Might throw my two bob in here. Haven't written an essay in a while and I imagine that a lot of people reading this thread would be considering venturing into AG. My comments that follow may or may not apply to experienced AG'ers but they DO apply to beginners...

Before you go and buy any equipment, read this - the beginning and ending posts. The logic that brought about these guys being able to simply do an AG originated in this thread

For those contemplating AG, reading the above will serve you well.

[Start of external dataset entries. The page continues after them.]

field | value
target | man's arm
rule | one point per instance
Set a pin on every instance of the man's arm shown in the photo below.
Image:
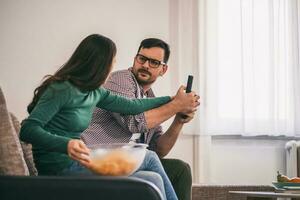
(122, 84)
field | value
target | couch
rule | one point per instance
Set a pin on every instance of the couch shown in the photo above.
(19, 178)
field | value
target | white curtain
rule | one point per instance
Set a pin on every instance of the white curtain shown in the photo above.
(249, 67)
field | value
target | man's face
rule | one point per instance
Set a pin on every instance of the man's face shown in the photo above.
(146, 73)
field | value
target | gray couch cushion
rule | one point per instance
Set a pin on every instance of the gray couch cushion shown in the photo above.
(11, 155)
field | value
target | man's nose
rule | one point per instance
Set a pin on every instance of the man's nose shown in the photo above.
(146, 64)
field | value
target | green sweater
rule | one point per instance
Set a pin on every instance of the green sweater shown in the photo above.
(62, 113)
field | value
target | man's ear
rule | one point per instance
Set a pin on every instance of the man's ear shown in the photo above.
(164, 70)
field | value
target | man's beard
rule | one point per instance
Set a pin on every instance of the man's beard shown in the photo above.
(142, 81)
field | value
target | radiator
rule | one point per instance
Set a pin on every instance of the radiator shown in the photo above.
(291, 149)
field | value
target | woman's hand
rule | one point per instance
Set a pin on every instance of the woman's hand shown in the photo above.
(186, 102)
(78, 151)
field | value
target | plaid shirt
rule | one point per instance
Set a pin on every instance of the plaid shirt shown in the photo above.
(108, 127)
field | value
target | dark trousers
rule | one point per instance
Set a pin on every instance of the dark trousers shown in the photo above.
(180, 176)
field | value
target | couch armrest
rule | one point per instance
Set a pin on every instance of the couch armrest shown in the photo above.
(220, 192)
(76, 188)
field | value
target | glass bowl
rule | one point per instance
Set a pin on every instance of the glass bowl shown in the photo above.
(118, 159)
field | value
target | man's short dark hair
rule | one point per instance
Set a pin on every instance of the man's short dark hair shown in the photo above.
(154, 42)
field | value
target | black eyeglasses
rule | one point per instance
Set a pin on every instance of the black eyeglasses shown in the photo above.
(152, 62)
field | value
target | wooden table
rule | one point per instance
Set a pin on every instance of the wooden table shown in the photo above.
(273, 195)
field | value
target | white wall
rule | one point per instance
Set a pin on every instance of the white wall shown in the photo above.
(38, 36)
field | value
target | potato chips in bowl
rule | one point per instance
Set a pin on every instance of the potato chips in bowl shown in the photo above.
(118, 159)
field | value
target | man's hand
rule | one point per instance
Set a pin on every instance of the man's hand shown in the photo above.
(186, 102)
(78, 151)
(184, 118)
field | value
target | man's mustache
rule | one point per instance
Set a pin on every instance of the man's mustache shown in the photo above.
(144, 71)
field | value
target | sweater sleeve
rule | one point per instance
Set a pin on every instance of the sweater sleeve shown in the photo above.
(32, 128)
(115, 103)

In those threads you will find that grain to water ratio is irrelevant to a beginner and, in fact, what you read may be quite mis-leading. In the second thread above, an experienced traditional brewer (AndrewQLD) actually mashed with a ridiculously high water to grain ratio and had as good efficiency and taste results as traditional brews. This is something that I now do with every brew and I'm getting some good beers including my second pilsener (stuffed the first one up on temp - whoops! Still very drinkable though.) Others are doing it to.

So, if I had my time again, I wouldn't buy an esky (mine now acts as a "fermenting fridge"), I'd buy a bloody good pot.

If you do need to buy an esky, then buy the biggest you can get that will also serve some other brewing purpose (such as a fermenting fridge).

To save you a little more time and trouble, get an esky with a tap. Don't worry about building a manifold etc - just use the nylon material described in the first thread above and whack as much water in the esky, hopefully around 40 litres, to end up with a 23 litre batch after a 90 minute boil, as you can.

So, a 65 litre esky is best - you can fit a fermenter in it if you stand the esky on its end!

Hope this helps those dying to have a crack at AG.

Justin also wrote, before the above threads, A Guide to Starting Out in AG which shows the pitfalls of getting too technical in your equipment when you are starting out.

Cheers,
Pat

EDIT: Did I write all that last night? My goodness! I also should have said that the size and shape of the esky is more critical when fly sparging. It's not too much of an issue for batch sparging or full-volume sparging.


----------